Katoch has pushed nanoARPES even further by conducting in-operando measurements to track properties of electronic transport like conductivity while simultaneously observing the electron distribution in a 2D material. This advance can help her understand the underlying causes of changes in these properties in different heterostructures.

“Being able to correlate that transport measurement with the electronic band structure is something really unique,” Katoch said. “We can unlock all these mysteries.”

Simranjeet Singh

“My research focuses on understanding spin-related phenomenon in 2D materials,” said Assistant Professor Simranjeet Singh.

By spin, Singh is referring to a fundamental property of subatomic particles, such as electrons, that shows promise for being harnessed in electronic devices.

“Spin is as important as charge, and what you can do is encode information in these spins,” Singh said.

Traditional electronic devices, from supercomputers to smartphones, use charge to process and store bytes of information. However, being able to manipulate the spin of a particle enables another degree of freedom to exploit for computing or efficient data storage.

Extending this so-called spintronics could result in devices that store more information while using less power, Singh explains. His lab is currently focused on antiferromagnets — exotic materials with unique properties that make them promising for spintronics applications.

For example, writing data into storage in a normal electronic device already happens in nanoseconds, Singh explained, but storing the same information in an antiferromagnet can happen in one-trillionth of a second. Even more useful properties are likely to be created by making 2D versions of these materials, Singh noted.
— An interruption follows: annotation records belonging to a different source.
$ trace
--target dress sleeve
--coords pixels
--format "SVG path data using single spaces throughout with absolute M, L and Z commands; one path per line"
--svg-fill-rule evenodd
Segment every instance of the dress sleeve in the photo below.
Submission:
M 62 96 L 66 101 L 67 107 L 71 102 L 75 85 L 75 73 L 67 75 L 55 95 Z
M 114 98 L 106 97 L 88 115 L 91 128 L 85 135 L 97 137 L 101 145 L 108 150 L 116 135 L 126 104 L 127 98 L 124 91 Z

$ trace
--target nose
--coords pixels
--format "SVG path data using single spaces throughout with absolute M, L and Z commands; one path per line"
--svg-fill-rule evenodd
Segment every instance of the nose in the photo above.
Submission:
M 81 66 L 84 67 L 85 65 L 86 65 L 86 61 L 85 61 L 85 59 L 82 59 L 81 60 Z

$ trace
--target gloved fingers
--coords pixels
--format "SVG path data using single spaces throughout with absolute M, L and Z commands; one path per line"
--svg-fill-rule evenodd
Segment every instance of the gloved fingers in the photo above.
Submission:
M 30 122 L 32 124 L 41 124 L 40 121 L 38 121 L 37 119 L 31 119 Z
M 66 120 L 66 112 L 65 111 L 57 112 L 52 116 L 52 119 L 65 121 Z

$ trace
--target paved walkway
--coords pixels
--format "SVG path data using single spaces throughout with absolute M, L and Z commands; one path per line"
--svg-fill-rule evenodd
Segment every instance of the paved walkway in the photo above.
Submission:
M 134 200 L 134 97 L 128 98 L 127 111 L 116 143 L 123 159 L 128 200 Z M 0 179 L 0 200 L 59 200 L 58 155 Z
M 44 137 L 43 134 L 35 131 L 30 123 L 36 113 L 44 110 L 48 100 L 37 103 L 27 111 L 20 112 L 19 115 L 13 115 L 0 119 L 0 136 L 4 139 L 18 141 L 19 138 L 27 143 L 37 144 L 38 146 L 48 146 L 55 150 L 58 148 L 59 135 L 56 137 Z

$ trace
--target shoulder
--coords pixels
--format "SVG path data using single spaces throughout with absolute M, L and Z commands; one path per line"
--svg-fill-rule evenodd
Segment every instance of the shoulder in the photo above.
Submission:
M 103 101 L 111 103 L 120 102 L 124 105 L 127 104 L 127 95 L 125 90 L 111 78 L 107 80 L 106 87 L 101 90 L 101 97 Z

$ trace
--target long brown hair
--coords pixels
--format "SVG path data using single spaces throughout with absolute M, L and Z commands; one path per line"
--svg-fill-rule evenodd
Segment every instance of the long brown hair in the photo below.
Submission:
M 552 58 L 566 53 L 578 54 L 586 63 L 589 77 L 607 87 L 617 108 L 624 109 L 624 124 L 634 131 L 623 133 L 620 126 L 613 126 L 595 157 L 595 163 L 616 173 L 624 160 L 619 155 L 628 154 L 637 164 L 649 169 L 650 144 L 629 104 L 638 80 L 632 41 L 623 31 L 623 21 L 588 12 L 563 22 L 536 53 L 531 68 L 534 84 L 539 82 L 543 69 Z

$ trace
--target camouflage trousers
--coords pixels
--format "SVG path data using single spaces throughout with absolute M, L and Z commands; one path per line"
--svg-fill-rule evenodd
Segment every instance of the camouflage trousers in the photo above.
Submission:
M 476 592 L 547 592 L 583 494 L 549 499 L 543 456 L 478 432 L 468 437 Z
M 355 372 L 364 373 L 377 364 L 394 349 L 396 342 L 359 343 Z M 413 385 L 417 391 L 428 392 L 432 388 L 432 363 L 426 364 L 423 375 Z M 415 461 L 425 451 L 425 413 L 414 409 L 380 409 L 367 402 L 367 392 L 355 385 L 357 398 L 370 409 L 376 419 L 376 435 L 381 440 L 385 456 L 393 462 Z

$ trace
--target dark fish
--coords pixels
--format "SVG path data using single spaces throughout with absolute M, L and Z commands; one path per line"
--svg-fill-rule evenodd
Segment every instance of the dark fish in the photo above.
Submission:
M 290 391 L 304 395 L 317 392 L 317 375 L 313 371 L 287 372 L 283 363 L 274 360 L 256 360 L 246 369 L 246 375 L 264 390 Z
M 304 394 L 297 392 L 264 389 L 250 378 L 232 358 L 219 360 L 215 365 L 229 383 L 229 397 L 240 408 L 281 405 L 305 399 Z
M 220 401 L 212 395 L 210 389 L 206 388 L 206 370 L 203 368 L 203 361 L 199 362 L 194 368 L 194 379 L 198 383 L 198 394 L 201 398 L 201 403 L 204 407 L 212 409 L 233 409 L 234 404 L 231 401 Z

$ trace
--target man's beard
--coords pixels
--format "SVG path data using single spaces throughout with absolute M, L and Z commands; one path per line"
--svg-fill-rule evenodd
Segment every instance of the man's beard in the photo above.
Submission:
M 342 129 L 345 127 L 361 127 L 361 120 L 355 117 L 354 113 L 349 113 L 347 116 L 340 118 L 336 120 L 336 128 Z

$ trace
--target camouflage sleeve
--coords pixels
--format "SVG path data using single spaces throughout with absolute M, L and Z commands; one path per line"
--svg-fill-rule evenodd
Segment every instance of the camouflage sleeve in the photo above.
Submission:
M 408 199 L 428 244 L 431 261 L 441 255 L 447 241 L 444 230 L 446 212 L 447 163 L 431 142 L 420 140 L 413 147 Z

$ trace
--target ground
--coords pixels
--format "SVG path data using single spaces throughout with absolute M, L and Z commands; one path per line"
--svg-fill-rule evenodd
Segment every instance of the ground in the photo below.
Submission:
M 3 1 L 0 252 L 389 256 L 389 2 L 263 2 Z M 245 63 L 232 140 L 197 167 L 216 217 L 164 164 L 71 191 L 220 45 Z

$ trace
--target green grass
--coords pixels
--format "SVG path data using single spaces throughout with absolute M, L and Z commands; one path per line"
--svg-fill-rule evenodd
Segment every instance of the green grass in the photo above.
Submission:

“Two-dimensional antiferromagnets provide a tunable platform to study all these very interesting phenomena,” Singh said.

Singh and Katoch, who run their lab jointly, only came to Carnegie Mellon last year, but they already have numerous graduate and undergraduate students working in their lab, with more expressing interest every month.

“We have been getting a lot of emails,” Singh said. “It’s so cool that you can do these exciting things with these two-dimensional materials.”

Di Xiao

“In some ways our research is really like something every kindergartener can do,” Xiao said in explaining his lab’s work to predict and understand the properties of theoretical combinations of materials. “You put different materials together and you can get new functionalities.

“This sounds very simple, but it’s actually not,” Xiao said.

That’s because in the crystalline solids used to make semiconductors one has to not only consider how those materials would interact with each other, but also make sure that the 3D structure of the atoms in each material matches the other properly.

In two dimensions, however, that consideration isn’t needed.

“You can actually neatly just put one on top of the other and they will stay there and give you a beautiful interface and many interesting physical effects,” Xiao said.

One area of special interest for Xiao’s research is magnetic 2D materials that could be used in spintronic devices.

Electromagnetic fields are a crucial part of computing, but to generate a magnetic field, one traditionally needs to inject an electric current into a material. Much of the energy in an electric current, however, ends up being dissipated as waste heat when it passes through a material. This means that even though a powerful supercomputer could beat the world’s best chess players, it requires immense and inefficient amounts of energy to do so.

However, layering 2D materials could create a heterostructure with magnetic properties that could be altered without the need of a current.

“Right now, we’ve only scratched the tip of the iceberg in terms of the possibility of making new materials and discovering new physics,” Xiao said.